Billy said, "What did you say to that asshole to calm him down?"

"I told him you wanted to fuck your mom and kill your dad."

"Cool. Thanks, Breeze."

"No charge." The Breeze tipped his beer in salute.

Things were not going well for him. Somehow he had been snared into this male-bonding bullshit with Billy Winston, when all he wanted to do was ditch him and get laid.

The Breeze turned and leaned back, scanning the club for a likely candidate. He had set his sights on a homely but tight-assed little blond in leather pants when Billy broke his concentration.

"You got any blow, man?" Billy had shouted to be heard over the music, but his timing was off; the song had ended. Everyone at the bar turned toward The Breeze and waited, as if the next few words he spoke would reveal the true meaning of life, the winning numbers in the state lottery, and the unlisted phone number of God.

The Breeze grabbed Billy by the front of the shirt and hustled him to the back of the club, where a group of Techies were pounding a pinball machine, oblivious to anything but buzzers and bells. Billy looked like a frightened child who had been dragged from a movie theater for shouting out the ending.

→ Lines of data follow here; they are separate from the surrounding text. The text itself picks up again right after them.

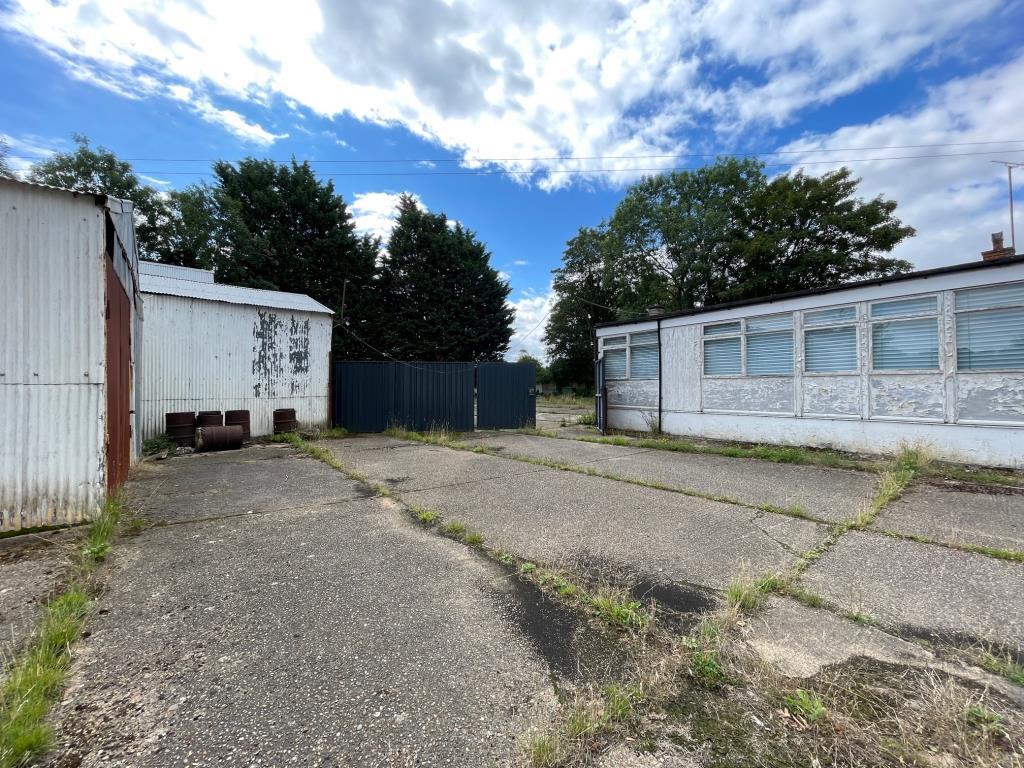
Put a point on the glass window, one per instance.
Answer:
(905, 307)
(643, 361)
(990, 296)
(905, 345)
(991, 340)
(769, 350)
(830, 316)
(722, 356)
(614, 364)
(830, 349)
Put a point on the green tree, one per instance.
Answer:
(440, 297)
(99, 171)
(279, 227)
(583, 299)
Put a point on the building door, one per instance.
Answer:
(118, 380)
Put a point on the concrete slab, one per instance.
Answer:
(321, 635)
(924, 589)
(254, 479)
(988, 517)
(416, 466)
(561, 517)
(832, 495)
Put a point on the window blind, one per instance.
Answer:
(722, 356)
(907, 345)
(828, 349)
(990, 341)
(769, 353)
(614, 364)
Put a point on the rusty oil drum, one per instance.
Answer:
(241, 419)
(210, 419)
(284, 420)
(218, 438)
(180, 428)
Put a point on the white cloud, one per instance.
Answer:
(953, 202)
(531, 311)
(579, 78)
(375, 213)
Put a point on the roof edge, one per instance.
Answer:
(951, 269)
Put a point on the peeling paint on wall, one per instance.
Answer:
(267, 356)
(913, 396)
(990, 397)
(832, 395)
(772, 394)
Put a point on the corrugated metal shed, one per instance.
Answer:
(217, 347)
(52, 359)
(161, 284)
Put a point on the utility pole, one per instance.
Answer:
(1010, 183)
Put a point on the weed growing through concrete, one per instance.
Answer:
(37, 674)
(806, 705)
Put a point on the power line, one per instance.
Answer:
(762, 153)
(653, 169)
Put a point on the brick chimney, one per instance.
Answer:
(998, 251)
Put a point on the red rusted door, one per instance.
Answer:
(118, 380)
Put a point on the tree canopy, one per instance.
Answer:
(718, 233)
(99, 171)
(441, 299)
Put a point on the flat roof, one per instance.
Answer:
(965, 267)
(193, 289)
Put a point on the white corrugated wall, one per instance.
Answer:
(52, 356)
(212, 355)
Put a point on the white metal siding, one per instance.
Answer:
(52, 358)
(203, 354)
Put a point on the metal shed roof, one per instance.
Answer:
(193, 289)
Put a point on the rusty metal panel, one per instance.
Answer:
(203, 355)
(52, 467)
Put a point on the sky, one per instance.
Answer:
(527, 120)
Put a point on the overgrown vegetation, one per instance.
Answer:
(37, 674)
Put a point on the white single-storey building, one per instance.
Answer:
(71, 325)
(933, 356)
(215, 347)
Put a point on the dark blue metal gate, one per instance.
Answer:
(373, 396)
(506, 395)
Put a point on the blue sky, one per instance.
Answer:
(516, 90)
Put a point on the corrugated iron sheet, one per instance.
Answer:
(203, 355)
(52, 356)
(156, 284)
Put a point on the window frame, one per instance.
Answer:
(975, 310)
(889, 320)
(855, 323)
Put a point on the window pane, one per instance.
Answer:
(647, 337)
(911, 345)
(722, 328)
(722, 357)
(990, 341)
(614, 364)
(643, 361)
(922, 305)
(830, 349)
(769, 353)
(991, 296)
(771, 323)
(826, 316)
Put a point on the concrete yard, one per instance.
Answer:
(274, 611)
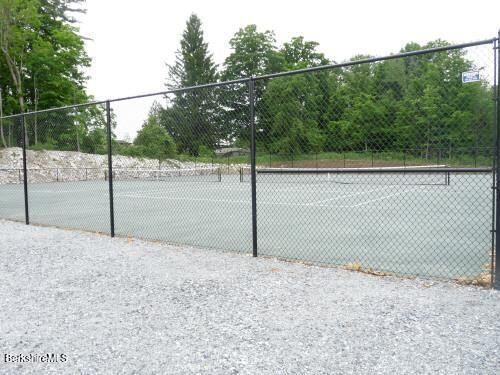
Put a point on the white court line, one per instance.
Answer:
(345, 196)
(386, 197)
(190, 199)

"First," The Breeze hissed, waving a trembling finger under Billy's nose to enumerate his point, "first, I do not use or sell cocaine." This was half true. He did not sell since he had done six months in Soledad for dealing  -  and would go up for five years if he was busted again. He used it only when it was offered or when he needed bait when trolling for women. Tonight he was holding a gram.

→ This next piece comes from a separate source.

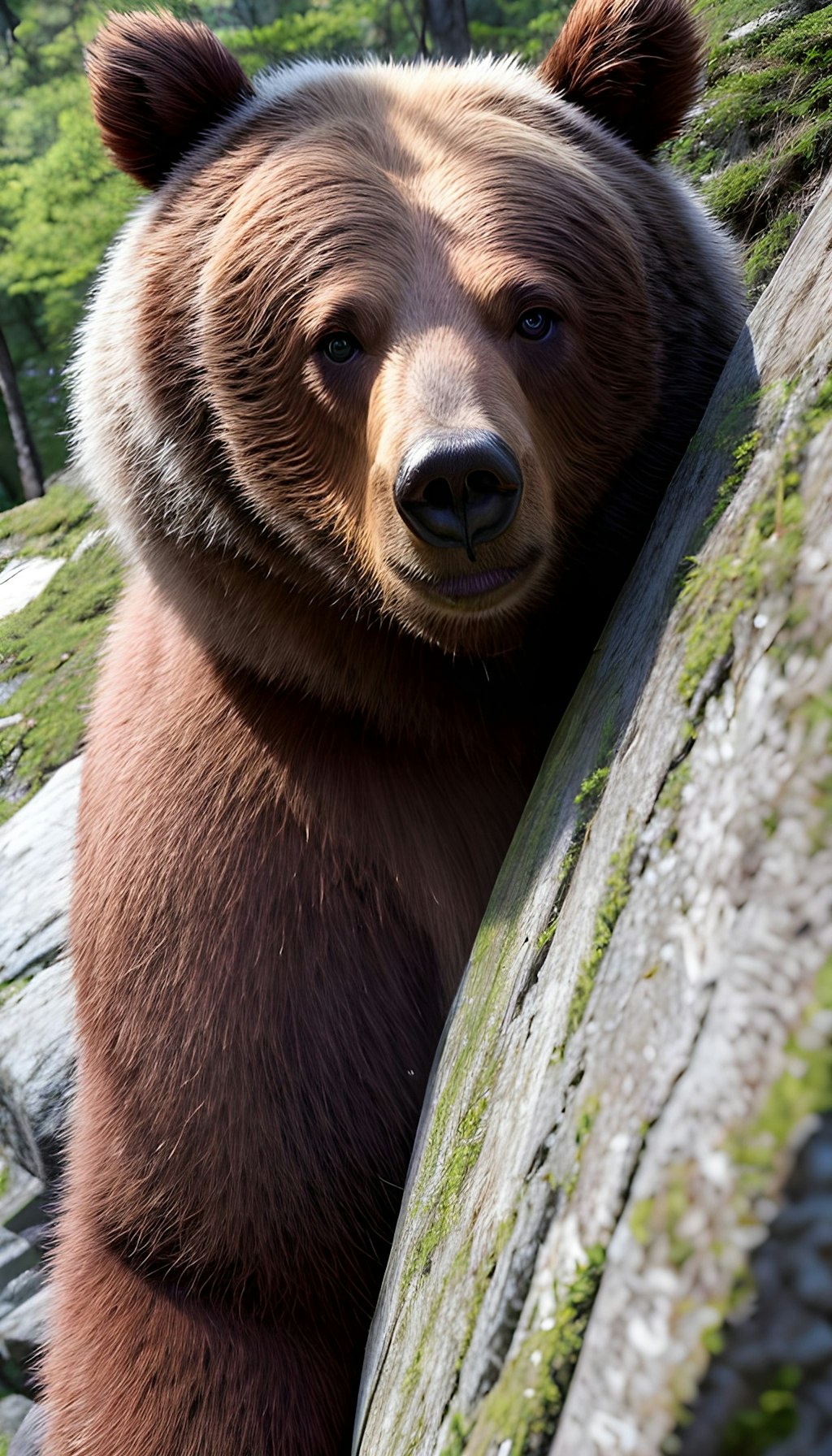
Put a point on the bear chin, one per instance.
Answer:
(380, 386)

"Second, if I did use, I wouldn't want it announced to everybody in San Junipero."

"I'm sorry, Breeze." Billy tried to look small and weak.

"Third," The Breeze shook three stubby fingers in Billy's face, "we have an agreement. If one of us scores, the other one gets cut loose. Well, I think I found someone, so cut loose."

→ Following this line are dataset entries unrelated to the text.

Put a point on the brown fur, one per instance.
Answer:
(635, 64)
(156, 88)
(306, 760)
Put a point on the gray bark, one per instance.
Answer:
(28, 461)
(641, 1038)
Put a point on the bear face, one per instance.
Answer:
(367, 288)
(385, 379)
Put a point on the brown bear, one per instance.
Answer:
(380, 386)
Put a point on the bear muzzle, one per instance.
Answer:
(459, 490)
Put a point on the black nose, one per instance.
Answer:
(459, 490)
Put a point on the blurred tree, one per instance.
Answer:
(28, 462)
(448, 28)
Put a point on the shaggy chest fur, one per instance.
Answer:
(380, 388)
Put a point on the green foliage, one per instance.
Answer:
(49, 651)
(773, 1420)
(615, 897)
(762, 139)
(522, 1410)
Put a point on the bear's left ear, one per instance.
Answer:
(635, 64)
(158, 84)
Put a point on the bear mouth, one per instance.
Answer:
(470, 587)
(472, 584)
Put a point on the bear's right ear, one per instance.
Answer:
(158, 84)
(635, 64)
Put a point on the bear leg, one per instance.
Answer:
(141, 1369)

Billy started to shuffle toward the door, head down, his lower lip hanging, like the bloated victim of a lynch mob. After a few steps he turned. "If you need a ride  -  if things don't work out  -  I'll be at the Mad Bull."

The Breeze, as he watched the injured Billy skulk away, felt a twinge of remorse.

Forget it, he thought, Billy had it coming. After the deal tomorrow he wouldn't need Billy or any of the quarter-ounce-a-week buyers of his ilk. The Breeze was eager for the time when he could afford to be without friends. He strutted across the dance floor toward the blond in the leather pants.

Having wafted through most of his forty years as a single man, The Breeze had come to recognize the importance of the pickup line. At best, it should be original, charming, concise but lyrical  -  a catalyst to invoke curiosity and lust. Knowing this, he approached his quarry with the calm of a well-armed man.

"Yo, babe," he said, "I've got a gram of prime Peruvian marching powder. You want to go for a walk?"

"Pardon me?" the girl said, somewhere between astonishment and disgust. The Breeze noticed that she had a wide-eyed, fawnlike look  -  Bambi with too much mascara.

He gave her his best surfer-boy smile. "I was wondering if you'd like to powder your nose."

"You're old enough to be my father," she said.

The Breeze was staggered by the rejection. As the girl escaped onto the crowded dance floor, he fell back to the bar to consider strategy.

Go on to the next one? Everybody gets tubed now and then; you just have to climb back on the board and wait for the next wave. He scanned the dance floor looking for a chance at the wild ride. Nothing but sorority girls with absolutely perfect hair. No chance. His fantasy of jumping one and using her until her perfect hair was tangled into a hopeless knot at the back of her head had been relegated long ago to the realm of fairy tales and free money.

The energy in San Junipero was all wrong. It didn't matter  -  he'd be a rich man tomorrow. Best to catch a ride back to Pine Cove. With luck he could get to the Head of the Slug Saloon before last call and pick up one of the standby bitches who still valued good company and didn't require a hundred bucks worth of blow to get upside down with you.

As he stepped into the street a chill wind bit at his bare legs and swept through his thin shirt. Thumbing the forty miles back to Pine Cove was going to suck, big time. Maybe Billy was still at the Mad Bull? No, The Breeze told himself, there are worse things than freezing your ass off.

He shrugged off the cold and fell into a steady stride toward the highway, his new fluorescent yellow deck shoes squeaking with every step. They rubbed his little toe when he walked. After five blocks he felt the blister break and go raw. He cursed himself for becoming another slave to fashion.

Half a mile outside of San Junipero the streetlights ended. Darkness added to The Breeze's list of mounting aggravations. Without trees and buildings to break its momentum, the cold Pacific wind increased and whipped his clothes around him like torn battle flags. Blood from his damaged toe was beginning to spot the canvas of his deck shoe.

A mile out of town The Breeze abandoned the dancing, smiling, and tipping of a ghost-hat that was supposed to charm drivers into stopping to give a ride to a poor, lost surfer. Now he trudged, head down in the dark, his back to traffic, a single frozen thumb thrust into the air beaconing, then changing into a middle finger of defiance as each car passed without slowing.

"Fuck you! You heartless assholes!" His throat was sore from screaming.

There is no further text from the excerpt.